What makes a music purchase bad? Should you feel ashamed of the dodgy discs you bought as a teenie-bopper?
We all bought enough crap in our tween years that if we’re to start feeling ashamed of it there’ll be no end to the collective guilt. The real bad purchasing lies in the guilty pleasure stuff and the “man, it made sense then, I was going through a tough time” discs.
In guilty pleasures my greatest sins have been in buying discs by girls I found beguiling in the bands they had fronted: Wendy James and Geri Halliwell.
Bad for entirely different reasons of course, Geri’s Schizophonic is bad by any measure. Appalling songs recorded with no panache. In no way could it possibly be described as anything other than appalling shite.
I think I’d convinced myself that she’d sound hot on record or something. I justify its purchase on the grounds that I bought it from a pawnbroker for $1.
Wendy, however, I stand by.
Now Ain’t The Time For Your Tears is bad album gold.

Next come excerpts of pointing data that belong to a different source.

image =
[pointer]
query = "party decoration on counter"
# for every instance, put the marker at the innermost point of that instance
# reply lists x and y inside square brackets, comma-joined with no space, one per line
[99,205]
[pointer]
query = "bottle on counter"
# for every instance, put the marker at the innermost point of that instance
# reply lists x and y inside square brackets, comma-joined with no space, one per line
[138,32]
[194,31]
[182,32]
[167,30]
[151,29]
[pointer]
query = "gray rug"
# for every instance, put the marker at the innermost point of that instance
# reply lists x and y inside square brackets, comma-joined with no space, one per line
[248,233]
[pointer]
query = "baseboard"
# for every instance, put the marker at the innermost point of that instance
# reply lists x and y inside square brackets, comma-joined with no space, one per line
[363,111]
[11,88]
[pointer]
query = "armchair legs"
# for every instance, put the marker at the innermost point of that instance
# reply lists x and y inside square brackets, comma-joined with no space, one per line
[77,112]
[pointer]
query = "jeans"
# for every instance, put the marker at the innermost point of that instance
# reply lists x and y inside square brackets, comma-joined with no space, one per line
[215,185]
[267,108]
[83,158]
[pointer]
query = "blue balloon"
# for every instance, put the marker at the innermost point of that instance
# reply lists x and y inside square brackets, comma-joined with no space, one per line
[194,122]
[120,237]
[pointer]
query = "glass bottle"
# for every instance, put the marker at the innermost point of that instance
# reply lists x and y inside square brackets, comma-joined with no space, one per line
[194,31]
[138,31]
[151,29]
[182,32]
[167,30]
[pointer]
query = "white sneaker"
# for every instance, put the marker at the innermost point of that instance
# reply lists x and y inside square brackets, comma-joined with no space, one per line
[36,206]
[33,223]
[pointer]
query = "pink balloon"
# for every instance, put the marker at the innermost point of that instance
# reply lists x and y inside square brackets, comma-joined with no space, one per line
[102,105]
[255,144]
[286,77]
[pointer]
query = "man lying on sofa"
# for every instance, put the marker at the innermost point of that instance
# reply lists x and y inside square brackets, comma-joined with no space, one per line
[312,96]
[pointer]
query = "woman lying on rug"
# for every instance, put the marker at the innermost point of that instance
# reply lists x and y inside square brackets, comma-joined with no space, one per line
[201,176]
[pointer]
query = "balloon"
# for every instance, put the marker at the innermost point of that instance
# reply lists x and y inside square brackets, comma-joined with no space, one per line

The songs were written by Elvis Costello, which implies a degree of quality that clearly isn’t present. The legend is that Wendy wrote to him requesting a song for her solo debut and he swept an album’s worth up from his cutting room floor, expecting her to pick one from the bunch.
She recorded them all and provided the man with some unexpected royalty beer money, albeit very little as the album stiffed on release.
It’s an endearing album. Wendy sounds like a pop starlet attempting to reinvent herself as a serious lyrical interpreter and realising as she does it that she’s not up to the task. I cheer her on every time I play it.
Crushing but endearing – a highlight is when she mentions Strummer and Jones and sounds as though she’s never heard of them.
Wendy was also a pawnbroker pick-up, I dropped a whole $10 for the disc. And I regret nothing. NOTHING!